Next week, millions of people across the globe, including hundreds in Boston, hope to break the world record for the most people reading the same book on the same day when they read the 2005 children’s tale Llama Llama Red Pajama authored by Vermont resident Anna Dewdney.
Many of the participants in this year’s event plan to snuggle up in pajamas to fit the theme of this year’s book selection.
Boston-based nonprofit Jumpstart will host its sixth annual, international “Read for the Record” campaign on Thursday, Oct. 6, when for organizers expect to set a new record for the world's largest shared reading experience for the sixth straight year.
At the Central Library in Copley Square, Massachusetts first lady Diane Patrick will read to hundreds of youngsters at a pajama party, which will include a space that replicates the bedroom illustrated in the book, balloon llamas and red pajamas, organizers said.
The governor’s wife will be joined at the 9 a.m. event Thursday by executive producer and host of NECN’s TV Diner program Jenny Johnson, executives from local corporations, volunteers from local businesses, Jumpstart officials, preschool teachers and parents impacted by early literacy programs, according to the nonprofit’s announcement.
In the midst of setting a record, organizers say the event aims to raise awareness of the importance of early childhood literacy.
“Millions of children in low-income neighborhoods start kindergarten already 60 percent behind their wealthier peers.
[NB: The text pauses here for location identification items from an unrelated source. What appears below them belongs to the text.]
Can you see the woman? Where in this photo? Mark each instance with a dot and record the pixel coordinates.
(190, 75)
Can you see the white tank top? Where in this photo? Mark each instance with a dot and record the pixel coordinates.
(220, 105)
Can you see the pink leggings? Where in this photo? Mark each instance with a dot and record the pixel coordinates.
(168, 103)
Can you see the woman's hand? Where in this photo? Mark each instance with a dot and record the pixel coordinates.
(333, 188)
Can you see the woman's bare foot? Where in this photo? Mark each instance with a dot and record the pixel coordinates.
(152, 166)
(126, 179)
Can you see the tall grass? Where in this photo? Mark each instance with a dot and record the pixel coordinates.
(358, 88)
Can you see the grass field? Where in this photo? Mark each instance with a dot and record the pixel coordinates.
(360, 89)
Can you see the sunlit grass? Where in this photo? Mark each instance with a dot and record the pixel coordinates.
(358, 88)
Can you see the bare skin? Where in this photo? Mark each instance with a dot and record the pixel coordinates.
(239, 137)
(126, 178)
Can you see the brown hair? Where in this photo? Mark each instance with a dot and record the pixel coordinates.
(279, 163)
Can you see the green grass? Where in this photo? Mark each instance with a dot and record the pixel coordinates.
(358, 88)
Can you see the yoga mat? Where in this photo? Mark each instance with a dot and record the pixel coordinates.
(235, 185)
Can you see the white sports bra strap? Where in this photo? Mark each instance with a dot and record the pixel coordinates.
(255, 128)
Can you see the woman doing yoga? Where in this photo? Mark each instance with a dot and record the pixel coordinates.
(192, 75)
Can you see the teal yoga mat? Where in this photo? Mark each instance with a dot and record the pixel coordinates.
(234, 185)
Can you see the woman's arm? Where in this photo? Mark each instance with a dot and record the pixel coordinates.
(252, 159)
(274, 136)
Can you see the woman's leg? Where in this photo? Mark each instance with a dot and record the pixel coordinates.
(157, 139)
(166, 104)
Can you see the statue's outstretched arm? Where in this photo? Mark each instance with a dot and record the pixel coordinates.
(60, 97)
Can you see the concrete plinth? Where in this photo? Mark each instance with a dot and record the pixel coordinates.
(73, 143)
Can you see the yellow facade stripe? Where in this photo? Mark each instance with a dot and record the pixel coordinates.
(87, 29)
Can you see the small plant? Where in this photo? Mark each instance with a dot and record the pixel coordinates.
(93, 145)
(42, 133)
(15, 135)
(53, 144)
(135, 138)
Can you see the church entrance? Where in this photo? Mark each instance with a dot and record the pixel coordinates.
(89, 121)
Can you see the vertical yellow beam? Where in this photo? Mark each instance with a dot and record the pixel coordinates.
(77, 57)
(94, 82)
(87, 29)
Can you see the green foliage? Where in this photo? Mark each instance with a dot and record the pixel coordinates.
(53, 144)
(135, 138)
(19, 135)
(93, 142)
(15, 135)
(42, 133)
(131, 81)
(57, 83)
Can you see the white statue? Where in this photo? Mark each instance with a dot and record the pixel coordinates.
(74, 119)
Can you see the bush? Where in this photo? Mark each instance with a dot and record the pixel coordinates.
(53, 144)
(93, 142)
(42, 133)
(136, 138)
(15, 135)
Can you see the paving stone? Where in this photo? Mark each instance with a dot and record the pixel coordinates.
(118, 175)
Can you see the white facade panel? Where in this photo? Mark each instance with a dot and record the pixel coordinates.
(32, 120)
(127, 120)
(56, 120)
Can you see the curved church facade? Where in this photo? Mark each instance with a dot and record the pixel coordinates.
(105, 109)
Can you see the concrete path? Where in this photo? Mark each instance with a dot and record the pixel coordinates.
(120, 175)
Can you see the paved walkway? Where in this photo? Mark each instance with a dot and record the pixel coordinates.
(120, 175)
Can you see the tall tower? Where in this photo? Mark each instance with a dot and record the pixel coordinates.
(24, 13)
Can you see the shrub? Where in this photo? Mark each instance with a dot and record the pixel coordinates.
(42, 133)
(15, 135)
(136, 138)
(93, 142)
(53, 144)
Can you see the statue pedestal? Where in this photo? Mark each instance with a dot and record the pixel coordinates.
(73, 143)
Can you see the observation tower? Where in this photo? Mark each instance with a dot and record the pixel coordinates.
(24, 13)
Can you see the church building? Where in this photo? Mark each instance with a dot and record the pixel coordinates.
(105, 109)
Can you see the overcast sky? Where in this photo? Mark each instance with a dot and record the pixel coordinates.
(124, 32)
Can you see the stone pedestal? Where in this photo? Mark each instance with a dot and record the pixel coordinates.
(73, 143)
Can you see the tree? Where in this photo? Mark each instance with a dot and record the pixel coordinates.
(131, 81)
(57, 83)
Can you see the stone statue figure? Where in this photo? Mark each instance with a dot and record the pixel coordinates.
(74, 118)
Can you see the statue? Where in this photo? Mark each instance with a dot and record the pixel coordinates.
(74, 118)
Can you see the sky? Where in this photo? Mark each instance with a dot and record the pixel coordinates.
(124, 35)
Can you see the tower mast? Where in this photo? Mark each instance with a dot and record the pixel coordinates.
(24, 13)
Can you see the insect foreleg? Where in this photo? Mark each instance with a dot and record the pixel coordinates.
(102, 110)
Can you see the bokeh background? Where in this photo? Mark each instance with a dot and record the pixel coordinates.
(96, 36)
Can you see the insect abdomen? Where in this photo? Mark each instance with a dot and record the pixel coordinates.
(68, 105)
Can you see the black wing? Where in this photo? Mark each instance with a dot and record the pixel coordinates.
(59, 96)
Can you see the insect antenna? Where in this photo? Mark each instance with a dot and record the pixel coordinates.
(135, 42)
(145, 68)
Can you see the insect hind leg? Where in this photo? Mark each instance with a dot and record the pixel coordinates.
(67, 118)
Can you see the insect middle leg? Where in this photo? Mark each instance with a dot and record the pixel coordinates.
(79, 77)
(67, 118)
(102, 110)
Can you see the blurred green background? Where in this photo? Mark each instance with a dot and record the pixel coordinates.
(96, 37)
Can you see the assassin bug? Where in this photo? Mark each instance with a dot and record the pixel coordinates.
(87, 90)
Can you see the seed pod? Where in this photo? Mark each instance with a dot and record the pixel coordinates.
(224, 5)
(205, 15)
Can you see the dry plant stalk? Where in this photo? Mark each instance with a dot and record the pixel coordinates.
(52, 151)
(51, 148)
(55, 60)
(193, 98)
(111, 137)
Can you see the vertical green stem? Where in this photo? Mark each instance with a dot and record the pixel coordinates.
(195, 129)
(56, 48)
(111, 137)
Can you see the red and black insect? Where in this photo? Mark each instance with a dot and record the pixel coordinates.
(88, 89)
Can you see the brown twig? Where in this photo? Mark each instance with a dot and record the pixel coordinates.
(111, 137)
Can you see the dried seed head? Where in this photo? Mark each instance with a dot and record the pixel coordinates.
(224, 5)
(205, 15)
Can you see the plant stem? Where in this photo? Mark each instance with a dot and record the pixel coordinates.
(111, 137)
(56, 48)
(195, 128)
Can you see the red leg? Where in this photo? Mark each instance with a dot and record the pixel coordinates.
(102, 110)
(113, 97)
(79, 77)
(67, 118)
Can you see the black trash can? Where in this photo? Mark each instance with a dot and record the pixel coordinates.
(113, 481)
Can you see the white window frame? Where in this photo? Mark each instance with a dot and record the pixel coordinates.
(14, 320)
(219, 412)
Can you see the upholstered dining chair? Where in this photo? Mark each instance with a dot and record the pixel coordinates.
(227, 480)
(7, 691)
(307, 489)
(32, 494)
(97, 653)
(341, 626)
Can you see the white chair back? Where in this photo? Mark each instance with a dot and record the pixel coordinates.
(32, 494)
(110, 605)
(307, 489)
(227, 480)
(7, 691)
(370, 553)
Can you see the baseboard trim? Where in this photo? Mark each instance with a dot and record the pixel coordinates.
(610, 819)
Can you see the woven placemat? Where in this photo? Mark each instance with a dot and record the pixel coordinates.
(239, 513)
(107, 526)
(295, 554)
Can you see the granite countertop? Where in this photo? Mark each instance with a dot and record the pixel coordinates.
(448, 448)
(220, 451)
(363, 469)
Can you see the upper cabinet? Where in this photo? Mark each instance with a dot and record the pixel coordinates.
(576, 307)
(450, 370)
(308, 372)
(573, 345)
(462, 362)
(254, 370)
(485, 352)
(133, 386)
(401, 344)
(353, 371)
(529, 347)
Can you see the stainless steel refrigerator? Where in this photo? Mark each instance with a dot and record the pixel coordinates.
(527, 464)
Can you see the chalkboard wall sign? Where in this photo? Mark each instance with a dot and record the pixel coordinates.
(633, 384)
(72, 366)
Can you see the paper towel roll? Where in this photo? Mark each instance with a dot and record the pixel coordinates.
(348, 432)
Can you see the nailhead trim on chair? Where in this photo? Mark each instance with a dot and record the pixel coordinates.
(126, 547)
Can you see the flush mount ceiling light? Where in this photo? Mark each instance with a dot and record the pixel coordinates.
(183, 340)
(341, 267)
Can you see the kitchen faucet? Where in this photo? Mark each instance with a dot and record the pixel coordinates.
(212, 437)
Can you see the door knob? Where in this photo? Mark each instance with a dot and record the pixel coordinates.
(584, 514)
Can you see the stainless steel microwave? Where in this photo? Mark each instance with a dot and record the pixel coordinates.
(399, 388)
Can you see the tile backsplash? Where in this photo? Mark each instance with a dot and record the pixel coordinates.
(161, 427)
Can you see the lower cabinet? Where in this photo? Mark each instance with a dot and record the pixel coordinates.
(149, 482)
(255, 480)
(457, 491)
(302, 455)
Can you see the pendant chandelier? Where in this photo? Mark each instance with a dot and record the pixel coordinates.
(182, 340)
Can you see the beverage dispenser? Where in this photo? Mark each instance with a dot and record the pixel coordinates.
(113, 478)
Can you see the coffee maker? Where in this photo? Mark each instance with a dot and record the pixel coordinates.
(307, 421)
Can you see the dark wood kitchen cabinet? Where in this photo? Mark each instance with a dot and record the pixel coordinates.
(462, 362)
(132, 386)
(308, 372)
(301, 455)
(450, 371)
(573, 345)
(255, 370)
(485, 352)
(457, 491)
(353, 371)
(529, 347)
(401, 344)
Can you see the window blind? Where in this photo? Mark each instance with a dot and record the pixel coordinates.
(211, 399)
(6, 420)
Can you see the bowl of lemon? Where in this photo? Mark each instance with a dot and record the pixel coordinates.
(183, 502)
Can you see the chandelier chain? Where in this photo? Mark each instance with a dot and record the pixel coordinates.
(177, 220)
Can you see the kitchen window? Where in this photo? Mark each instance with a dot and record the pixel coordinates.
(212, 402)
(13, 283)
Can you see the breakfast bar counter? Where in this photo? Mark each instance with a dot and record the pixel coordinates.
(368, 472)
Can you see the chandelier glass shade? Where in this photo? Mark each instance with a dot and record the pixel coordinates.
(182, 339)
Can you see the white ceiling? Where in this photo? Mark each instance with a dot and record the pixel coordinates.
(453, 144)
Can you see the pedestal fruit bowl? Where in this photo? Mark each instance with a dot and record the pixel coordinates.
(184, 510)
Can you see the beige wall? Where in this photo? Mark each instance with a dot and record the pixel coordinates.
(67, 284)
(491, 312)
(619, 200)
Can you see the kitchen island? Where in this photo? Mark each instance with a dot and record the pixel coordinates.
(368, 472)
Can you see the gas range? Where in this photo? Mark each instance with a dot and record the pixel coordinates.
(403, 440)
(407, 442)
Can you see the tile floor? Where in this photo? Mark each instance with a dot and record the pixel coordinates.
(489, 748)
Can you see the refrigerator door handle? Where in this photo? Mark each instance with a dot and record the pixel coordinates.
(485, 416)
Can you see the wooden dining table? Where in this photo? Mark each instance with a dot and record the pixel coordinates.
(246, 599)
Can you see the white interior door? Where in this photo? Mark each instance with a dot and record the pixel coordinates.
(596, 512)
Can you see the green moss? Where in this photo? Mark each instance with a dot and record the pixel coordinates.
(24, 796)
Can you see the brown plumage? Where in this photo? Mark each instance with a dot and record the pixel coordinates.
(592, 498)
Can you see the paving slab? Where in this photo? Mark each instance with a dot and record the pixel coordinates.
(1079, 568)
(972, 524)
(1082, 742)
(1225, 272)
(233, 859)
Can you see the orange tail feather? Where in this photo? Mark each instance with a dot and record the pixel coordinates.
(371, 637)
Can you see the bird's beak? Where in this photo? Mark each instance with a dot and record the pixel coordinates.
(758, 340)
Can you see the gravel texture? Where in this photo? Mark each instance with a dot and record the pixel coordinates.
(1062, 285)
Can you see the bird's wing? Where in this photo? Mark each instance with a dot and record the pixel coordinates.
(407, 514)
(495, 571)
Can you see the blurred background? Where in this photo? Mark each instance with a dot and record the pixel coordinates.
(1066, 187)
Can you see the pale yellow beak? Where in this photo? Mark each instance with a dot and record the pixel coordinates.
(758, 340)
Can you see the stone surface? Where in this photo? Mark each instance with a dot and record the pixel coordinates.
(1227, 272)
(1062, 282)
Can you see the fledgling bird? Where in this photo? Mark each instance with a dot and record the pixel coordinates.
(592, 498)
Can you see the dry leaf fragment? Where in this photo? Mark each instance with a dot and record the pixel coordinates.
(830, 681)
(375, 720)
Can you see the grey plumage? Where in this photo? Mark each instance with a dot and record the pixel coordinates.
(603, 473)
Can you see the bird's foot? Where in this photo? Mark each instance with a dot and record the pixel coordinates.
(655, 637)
Research shows that most will never catch up,” the hosting nonprofit says.
Read for the Record was created in 2006 by Jumpstart, a national non-profit organization that formed in 1993 and is dedicated to providing language, literacy and social skills to preschool children from low-income communities.
Four years ago, a children's librarian signed up the North End branch to participate in the Read for the Record day. The move prompted the city’s library system to formally partner with the campaign’s organizers two years ago, according to library officials. Since then, the Central branch and a growing number of neighborhood branches have held their own gatherings.
A year ago, more than 2 million children and adults worldwide nestled around copies of Ezra Jacks Keats’ The Snowy Day to set the latest reading record formerly held each year by those who participated in the organized readings of Eric Carle’s The Very Hungry Caterpillar in 2009, Corduroy in 2008, The Story of Ferdinand four years ago, and The Little Engine That Could in 2006, according to Jumpstart.
The day-long campaign, which is officially kicked off on NBC’s Today Show, is commemorated with reading events organized by individuals, schools, libraries, government organizations and local businesses.
Celebrity guest readers will include actress and model Bridget Moynahan, who is the 2011 “Ambassador” for the Read for the Record campaign; comedian and actor Bill Cosby; young pop star Justin Bieber; actor Vince Vaughn; along with elected officials, parents, teachers, children and volunteers, the nonprofit sayd.
For the second straight year, Read for the Record participants can also read the book online, for free. Through Read for the Record sponsor the Pearson Foundation and the We Give Books initiative, every online reader will help donate books to children in need.
In its first five years, the campaign says it has reached more than 5 million children and more than 800,000 books have been donated to children in low-income neighborhoods.